The population of Catshill in 2011 was 6,858.

Education
Catshill is home to Catshill First School  and Catshill Middle School.  The first school Catshill First School and Nursery is located in the centre of the village on Gibb Lane.  The Middle School was built in 1939, and was converted from a Secondary Modern to a Middle School in 1970. The village has a small library, though it is not open every day. Catshill also has a village hall in which many different learning activities take place, from karate to IT skills.

Transport
Catshill is served by regular bus services by First Midland Red, Diamond West Midlands,  National Express West Midlands and MRD Travel. There are routes to Longbridge, Halesowen, Stourbridge, Bromsgrove, Worcester and Droitwich.

With  nearby  access to the M5 and M42 motorways, Catshill is within  commuting distance by car to both Worcester and Birmingham and as a result the population of the village has grown in recent years.

History
In 1828 a Baptist chapel was opened in Little Catshill.

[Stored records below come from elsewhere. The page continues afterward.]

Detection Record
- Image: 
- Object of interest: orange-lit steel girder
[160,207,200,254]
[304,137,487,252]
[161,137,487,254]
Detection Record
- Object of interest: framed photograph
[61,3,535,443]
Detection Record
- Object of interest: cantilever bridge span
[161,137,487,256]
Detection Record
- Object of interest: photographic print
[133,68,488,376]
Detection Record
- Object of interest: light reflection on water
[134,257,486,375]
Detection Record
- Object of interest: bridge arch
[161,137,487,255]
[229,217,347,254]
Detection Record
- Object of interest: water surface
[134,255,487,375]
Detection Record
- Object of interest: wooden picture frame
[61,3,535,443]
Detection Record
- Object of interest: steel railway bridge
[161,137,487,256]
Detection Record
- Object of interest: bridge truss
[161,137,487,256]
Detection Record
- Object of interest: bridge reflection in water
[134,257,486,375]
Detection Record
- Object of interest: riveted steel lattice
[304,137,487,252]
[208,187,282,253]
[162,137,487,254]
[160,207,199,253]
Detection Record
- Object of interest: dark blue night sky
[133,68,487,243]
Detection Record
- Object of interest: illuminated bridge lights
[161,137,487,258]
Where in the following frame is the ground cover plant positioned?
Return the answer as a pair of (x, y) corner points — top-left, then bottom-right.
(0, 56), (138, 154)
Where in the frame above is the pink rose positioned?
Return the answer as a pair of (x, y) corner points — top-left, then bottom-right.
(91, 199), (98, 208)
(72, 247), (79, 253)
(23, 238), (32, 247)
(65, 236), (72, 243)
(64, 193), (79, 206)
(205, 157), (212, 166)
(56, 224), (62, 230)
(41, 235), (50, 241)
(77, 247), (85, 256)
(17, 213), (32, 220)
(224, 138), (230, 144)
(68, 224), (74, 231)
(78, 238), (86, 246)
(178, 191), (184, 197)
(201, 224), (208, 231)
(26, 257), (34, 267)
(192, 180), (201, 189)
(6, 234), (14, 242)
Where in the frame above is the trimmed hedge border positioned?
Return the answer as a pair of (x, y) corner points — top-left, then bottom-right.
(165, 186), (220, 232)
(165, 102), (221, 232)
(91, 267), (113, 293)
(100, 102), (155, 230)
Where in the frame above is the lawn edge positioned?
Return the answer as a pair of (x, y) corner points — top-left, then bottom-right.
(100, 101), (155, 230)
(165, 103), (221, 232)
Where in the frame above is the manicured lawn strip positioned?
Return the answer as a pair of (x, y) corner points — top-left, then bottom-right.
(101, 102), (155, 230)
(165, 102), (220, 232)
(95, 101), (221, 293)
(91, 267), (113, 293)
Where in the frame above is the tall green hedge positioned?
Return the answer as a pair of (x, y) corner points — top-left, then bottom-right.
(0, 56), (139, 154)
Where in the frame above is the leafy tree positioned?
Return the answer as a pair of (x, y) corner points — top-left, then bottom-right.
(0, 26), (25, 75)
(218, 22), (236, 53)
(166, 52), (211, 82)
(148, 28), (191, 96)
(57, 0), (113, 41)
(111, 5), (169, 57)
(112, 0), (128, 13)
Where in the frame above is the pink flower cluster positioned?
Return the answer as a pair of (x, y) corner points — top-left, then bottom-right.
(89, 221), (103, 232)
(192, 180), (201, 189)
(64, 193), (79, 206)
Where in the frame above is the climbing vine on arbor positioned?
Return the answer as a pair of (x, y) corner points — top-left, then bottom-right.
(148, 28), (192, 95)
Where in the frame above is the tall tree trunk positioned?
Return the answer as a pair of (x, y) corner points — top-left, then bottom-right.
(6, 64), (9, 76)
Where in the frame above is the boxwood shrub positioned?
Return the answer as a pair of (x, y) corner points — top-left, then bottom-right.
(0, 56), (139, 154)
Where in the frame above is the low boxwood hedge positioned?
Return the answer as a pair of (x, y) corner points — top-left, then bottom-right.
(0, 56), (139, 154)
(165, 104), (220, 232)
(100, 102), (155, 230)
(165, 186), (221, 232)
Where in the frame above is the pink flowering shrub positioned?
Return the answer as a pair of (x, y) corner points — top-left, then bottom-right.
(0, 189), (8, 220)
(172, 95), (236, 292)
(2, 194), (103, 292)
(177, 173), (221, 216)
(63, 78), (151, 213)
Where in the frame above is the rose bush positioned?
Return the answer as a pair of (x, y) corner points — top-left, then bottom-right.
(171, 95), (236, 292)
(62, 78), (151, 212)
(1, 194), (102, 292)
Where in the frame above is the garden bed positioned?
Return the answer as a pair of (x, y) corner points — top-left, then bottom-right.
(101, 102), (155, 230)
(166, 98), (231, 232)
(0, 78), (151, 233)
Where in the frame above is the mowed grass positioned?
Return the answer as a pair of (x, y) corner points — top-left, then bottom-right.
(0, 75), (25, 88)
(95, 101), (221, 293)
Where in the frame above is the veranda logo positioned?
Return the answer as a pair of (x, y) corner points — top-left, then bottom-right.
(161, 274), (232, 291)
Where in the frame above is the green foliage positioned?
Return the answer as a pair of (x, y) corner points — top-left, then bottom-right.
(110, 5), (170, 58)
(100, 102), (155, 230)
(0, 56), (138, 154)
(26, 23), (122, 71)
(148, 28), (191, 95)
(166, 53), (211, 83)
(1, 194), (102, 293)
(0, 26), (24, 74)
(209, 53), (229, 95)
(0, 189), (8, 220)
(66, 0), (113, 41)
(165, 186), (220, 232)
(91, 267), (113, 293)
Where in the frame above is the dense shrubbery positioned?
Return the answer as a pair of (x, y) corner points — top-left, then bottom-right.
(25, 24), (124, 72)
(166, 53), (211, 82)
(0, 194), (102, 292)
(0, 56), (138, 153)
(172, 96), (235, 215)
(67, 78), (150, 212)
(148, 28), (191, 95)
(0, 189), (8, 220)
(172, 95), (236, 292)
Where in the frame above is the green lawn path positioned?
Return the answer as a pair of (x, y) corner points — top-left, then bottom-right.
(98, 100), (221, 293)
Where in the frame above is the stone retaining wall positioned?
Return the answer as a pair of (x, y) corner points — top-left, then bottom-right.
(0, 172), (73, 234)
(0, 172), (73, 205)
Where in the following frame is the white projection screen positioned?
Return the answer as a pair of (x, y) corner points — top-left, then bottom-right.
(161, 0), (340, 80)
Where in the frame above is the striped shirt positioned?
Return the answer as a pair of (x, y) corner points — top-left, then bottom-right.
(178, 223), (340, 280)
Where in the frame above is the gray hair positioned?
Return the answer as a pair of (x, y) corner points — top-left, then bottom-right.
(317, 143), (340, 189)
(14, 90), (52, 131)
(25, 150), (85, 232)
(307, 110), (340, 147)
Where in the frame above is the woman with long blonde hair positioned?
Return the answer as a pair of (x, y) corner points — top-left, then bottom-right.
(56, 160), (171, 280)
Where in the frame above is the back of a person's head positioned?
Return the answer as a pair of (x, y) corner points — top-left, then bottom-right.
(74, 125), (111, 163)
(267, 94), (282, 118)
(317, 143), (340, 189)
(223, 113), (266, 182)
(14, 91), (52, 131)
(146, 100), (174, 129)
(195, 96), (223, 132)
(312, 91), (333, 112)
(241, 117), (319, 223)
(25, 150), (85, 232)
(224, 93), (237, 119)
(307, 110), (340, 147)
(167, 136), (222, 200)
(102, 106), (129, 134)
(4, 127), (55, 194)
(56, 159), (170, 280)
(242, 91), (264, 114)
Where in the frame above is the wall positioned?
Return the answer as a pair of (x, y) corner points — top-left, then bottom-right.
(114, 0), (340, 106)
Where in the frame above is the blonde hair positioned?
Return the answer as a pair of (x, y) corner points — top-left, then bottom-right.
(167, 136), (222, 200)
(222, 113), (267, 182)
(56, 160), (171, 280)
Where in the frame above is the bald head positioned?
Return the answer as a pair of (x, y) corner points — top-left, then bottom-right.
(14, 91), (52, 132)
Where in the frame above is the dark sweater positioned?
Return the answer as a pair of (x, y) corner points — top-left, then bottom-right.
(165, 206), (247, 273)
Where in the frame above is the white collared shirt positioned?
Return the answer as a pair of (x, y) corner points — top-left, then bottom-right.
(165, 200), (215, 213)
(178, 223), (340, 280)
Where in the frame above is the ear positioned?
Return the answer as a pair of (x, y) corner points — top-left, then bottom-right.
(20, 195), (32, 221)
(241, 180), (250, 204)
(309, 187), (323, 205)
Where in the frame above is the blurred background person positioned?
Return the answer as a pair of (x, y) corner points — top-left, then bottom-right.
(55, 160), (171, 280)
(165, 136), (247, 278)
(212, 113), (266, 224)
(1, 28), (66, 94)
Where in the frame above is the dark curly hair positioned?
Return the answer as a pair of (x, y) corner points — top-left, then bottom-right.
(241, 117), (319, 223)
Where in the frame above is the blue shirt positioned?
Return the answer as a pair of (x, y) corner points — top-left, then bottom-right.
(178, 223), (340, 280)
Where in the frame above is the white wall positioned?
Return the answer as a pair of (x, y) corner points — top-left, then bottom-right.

Catshill developed in the nineteenth century through nailmaking and by 1914 was one of the few villages in the area which produced nails.

Famous people
The poet Alfred Edward Housman lived in Catshill.
The professional footballer Roy Hartle (Bolton Wanderers) was born here.
For more than a quarter of a century Sarah Hilda Haines was the much respected district nurse (plaque in church)  who received the royal Maundy in 1980 at Worcester. Her son Roy Martin Haines, a Foundation Scholar of Bromsgrove School, became a mediaeval historian (Worcester College, Oxford) and professor at Dalhousie University, Canada. A Fellow of the Society of Antiquaries and life member of Clare Hall, Cambridge, he was awarded the degrees of D.Phil.and D.Litt. of Oxford.